Frances Willard was one of the most prominent women of the 19th century. As president of the National Woman's Christian Temperance Union, she devoted much of her adult life to promoting the prohibition of liquor in the United States. She was also a powerful proponent of suffrage for women and women in ministry. The article below is reprinted from her book on the latter subject titled Woman in the Pulpit, published in 1889.
Most clergy and laypeople alike would agree that Christ, not the apostle Paul, is the source of all churchly authority and power. So what do we find Jesus saying about women? How did He deal with them?

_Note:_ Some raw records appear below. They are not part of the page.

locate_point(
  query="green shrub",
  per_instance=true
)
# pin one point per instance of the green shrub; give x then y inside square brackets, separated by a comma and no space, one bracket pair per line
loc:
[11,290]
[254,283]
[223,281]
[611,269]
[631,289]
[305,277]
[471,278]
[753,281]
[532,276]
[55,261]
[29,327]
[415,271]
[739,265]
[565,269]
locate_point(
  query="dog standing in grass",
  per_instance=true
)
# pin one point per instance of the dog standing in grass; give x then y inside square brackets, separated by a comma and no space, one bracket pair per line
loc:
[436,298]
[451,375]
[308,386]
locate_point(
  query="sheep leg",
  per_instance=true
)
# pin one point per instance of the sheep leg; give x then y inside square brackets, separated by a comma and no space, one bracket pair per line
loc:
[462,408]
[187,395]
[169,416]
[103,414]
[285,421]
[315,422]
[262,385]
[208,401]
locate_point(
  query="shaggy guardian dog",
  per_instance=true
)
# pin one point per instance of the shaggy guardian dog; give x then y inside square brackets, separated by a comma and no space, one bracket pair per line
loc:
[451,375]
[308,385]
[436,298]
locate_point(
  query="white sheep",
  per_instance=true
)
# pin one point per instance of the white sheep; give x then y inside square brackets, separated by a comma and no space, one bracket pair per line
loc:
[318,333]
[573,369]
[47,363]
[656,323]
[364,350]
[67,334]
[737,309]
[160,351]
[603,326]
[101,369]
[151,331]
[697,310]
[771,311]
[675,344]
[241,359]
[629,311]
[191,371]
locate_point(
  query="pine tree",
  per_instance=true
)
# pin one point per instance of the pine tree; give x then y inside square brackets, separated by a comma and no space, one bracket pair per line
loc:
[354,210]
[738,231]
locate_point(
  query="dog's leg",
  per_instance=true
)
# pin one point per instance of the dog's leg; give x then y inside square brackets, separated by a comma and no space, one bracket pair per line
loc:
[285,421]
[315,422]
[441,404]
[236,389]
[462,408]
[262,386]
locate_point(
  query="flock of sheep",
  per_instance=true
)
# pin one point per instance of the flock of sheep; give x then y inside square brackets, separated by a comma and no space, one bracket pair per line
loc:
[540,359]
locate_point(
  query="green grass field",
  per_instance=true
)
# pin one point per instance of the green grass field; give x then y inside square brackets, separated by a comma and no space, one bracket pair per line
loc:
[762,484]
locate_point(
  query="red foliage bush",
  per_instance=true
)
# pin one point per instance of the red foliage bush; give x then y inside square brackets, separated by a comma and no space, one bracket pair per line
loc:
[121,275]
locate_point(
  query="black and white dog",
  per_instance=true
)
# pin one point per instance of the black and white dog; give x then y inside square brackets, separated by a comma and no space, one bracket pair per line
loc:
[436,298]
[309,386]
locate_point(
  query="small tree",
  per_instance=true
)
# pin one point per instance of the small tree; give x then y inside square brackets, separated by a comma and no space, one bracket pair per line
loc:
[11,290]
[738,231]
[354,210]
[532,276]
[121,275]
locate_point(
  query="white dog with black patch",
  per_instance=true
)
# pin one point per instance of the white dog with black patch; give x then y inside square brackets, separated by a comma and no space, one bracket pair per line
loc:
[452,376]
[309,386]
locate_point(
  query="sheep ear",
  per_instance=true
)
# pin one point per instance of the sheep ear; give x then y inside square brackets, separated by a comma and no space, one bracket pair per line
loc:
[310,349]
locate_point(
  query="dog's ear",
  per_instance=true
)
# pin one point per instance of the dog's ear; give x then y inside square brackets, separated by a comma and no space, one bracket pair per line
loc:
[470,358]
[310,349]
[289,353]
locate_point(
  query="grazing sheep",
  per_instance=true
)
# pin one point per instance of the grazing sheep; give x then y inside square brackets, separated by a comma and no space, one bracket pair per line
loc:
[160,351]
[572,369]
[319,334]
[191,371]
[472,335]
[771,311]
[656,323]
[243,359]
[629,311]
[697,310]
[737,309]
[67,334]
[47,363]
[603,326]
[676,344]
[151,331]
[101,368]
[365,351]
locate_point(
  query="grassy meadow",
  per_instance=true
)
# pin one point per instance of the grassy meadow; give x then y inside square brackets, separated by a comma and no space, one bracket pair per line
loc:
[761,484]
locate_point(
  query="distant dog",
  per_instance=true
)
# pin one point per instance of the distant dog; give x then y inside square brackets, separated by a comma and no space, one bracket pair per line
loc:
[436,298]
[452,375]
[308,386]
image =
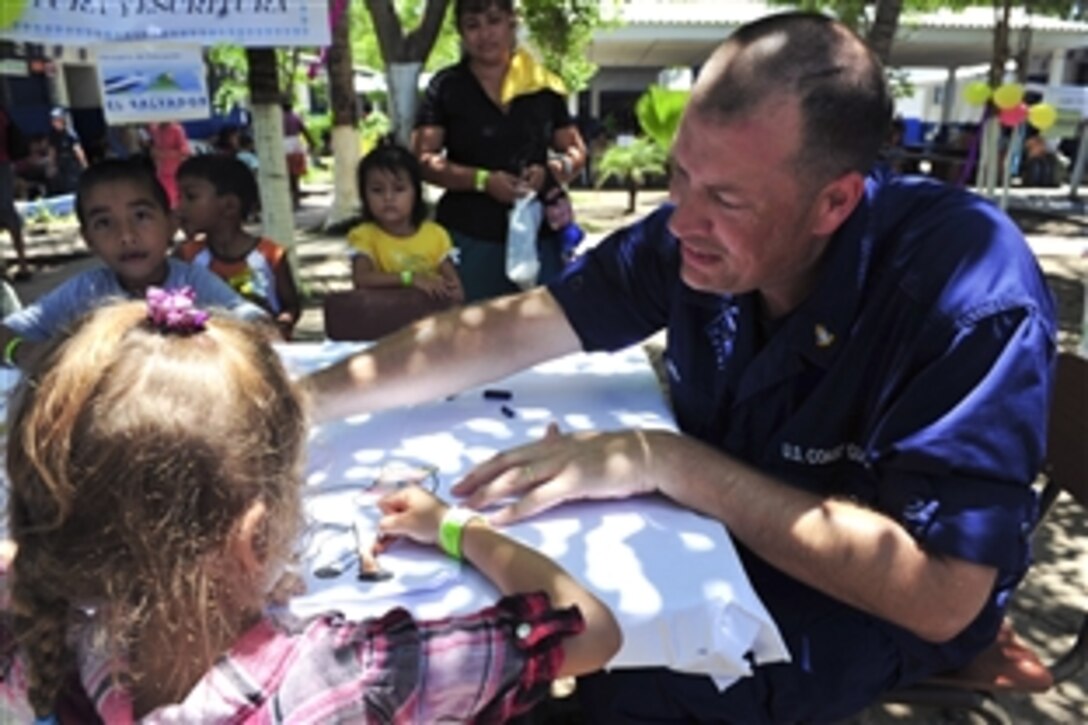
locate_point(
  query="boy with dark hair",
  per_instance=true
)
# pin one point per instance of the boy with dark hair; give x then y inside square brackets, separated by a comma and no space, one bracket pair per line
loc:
[217,195]
[125,220]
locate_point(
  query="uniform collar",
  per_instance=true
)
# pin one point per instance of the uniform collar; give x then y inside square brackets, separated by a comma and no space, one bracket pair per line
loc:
[823,323]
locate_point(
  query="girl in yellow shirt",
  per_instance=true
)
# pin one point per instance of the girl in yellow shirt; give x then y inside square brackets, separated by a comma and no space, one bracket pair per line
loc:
[396,246]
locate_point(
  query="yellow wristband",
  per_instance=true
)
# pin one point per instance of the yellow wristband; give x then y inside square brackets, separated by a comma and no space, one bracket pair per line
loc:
[481,180]
[452,529]
[9,351]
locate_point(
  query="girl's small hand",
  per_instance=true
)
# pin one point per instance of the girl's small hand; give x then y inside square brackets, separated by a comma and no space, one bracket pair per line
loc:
[411,512]
[432,285]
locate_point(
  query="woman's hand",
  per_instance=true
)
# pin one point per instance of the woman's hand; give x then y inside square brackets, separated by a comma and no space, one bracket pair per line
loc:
[558,468]
[411,512]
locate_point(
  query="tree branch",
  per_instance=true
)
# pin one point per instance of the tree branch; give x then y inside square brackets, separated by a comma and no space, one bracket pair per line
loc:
[391,35]
[420,41]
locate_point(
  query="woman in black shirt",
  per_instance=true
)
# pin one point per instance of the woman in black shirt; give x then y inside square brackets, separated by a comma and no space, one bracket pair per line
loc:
[483,133]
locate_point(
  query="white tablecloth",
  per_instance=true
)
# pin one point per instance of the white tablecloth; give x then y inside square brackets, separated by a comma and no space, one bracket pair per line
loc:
[671,577]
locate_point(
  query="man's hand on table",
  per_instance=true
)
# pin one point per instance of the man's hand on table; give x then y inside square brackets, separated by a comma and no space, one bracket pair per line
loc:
[566,467]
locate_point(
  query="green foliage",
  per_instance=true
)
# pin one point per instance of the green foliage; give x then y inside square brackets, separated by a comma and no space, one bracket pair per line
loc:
[226,76]
[366,50]
[561,31]
[658,111]
[631,163]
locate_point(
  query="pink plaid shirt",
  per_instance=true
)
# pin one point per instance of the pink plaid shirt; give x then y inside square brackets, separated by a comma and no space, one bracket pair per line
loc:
[484,667]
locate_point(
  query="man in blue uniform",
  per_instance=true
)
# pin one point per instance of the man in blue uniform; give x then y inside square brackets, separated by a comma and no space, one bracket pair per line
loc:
[860,365]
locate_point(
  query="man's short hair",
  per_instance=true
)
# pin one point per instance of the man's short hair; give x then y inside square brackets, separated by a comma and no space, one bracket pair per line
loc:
[837,81]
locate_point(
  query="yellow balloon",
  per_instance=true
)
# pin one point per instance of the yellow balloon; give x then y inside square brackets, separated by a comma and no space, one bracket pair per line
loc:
[11,11]
[1042,115]
[976,93]
[1008,96]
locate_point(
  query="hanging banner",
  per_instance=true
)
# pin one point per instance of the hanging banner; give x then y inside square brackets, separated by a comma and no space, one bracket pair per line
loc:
[266,23]
[143,83]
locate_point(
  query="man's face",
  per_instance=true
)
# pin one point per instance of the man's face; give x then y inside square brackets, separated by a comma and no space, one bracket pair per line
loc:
[743,217]
[130,231]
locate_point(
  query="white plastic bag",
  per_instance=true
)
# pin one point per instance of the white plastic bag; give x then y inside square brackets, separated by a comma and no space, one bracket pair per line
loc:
[522,262]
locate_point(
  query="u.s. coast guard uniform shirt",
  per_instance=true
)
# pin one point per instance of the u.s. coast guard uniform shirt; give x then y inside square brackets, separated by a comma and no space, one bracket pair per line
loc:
[915,379]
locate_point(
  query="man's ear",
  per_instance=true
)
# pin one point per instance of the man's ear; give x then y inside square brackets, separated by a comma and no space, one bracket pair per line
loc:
[249,541]
[836,201]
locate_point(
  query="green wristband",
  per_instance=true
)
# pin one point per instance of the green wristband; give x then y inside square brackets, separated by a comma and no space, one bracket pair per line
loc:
[452,529]
[9,351]
[481,180]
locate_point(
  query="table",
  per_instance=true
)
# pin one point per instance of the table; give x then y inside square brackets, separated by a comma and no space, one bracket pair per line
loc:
[670,576]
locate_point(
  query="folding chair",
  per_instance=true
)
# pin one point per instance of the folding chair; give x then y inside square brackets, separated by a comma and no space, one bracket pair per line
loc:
[1010,664]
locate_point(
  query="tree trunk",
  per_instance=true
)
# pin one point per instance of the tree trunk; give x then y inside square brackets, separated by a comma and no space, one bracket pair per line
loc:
[404,56]
[403,80]
[345,140]
[882,32]
[1000,44]
[276,217]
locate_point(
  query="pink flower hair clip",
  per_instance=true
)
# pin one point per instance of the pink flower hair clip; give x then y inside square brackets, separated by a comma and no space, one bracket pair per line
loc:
[175,310]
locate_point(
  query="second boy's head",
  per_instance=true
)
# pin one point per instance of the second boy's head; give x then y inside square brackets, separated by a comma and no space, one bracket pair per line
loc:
[391,187]
[215,192]
[125,219]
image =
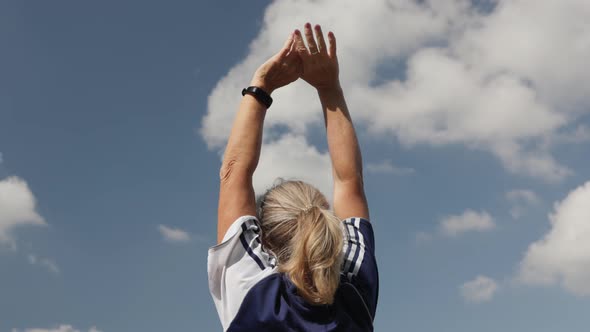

In the presence of the multitude, He drew from Martha the same testimony He required of His apostles, and she publicly replied, almost in Peter's very words, "Yea, Lord: I believe that Thou art the Christ, the Son of God, which should come into the world" (John 11:27, KJV). He declared His commission to the woman at the well of Samaria, with an emphasis and a particularity hardly equalled in any of His public addresses, and the testimony she gave to her fellow Samaritans bore much fruit. What pastor would not rejoice to hear what the converts said to the woman: "Now we believe, not because of thy saying: for we have heard Him ourselves, and know that this is indeed the Christ, the Saviour of the world" (4:42).
Some object that Jesus did not call any women to be apostles. True, He did not designate women as His followers; they came without a call. No utterance of His marks women as ineligible for any position in the church He came to found; rather, His gracious words and deeds, His impartation of His purposes and plans to women, His stern reproofs to men who did them wrong, His chosen companionships, and the tenor of His whole life and teaching, all point out precisely the opposite conclusion.
Indeed, Luke explicitly declares that "He went throughout every city and village, preaching and shewing the glad tidings of the kingdom of God: and the twelve were with Him, and certain women," among whom were "Joanna the wife of Chuza Herod's steward, and Susanna, and many others, which ministered unto Him of their substance" (Luke 8:1-3, emphasis added).
What a spectacle that must have been for the scribes and Pharisees, whom Jesus called hypocrites! What loss of caste came to those fearless women, who, breaking away from the customs of society and traditions of religion, dared to follow the greatest of iconoclasts from city to village with a persistence nothing less than outrageous to the conservatives of that day!
Only Christ's commission is authoritative. To whom did He give it after His resurrection, when the new dispensation was ushered in?
If we are to accept specific statements as conclusive of a question involving half the human race, let us take our stand on our Lord's final words and deeds. Luke 24:33-34 states that the two disciples to whom Christ appeared on the way to Emmaus "returned to Jerusalem, and found the eleven gathered together, and them that were with them, saying, The Lord is risen indeed, and hath appeared to Simon." Be it understood that women were among "them that were with them."
While they were thus assembled and talking of the wonderful experience of that day, Jesus appeared again, saying, "Peace be unto you." In John 20:19-23, we have an account of this appearance of Christ to His disciples, for it says explictly (after stating that Mary Magdalene came and told the disciples that she had seen the Lord): "Then the same day at evening...came Jesus and stood in the midst, and saith unto them, Peace be unto you...as My Father hath sent Me, even so send I you. And when He had said this, He breathed on them, and saith unto them, Receive ye the Holy Ghost: whosesoever sins ye remit, they are remitted unto them; and whosesoever sins ye retain, they are retained."
These are the words He spoke to the 11 and "them that were with them." He then "opened their understanding that they might understand the Scriptures" and declared that "repentance and remission of sins should be preached in His name among all nations, beginning at Jerusalem," and declared, "ye are witnesses of these things. And behold, I send the promise of My Father upon you, but tarry ye in Jerusalem until ye be endued with power from on high. And He led them out as far as to Bethany, and He lifted up His hands, and blessed them. And it came to pass, while He blessed them, He was parted from them, and carried up into heaven. And they worshipped Him, and returned to Jerusalem with great joy" (Luke 24:48-52, emphasis added).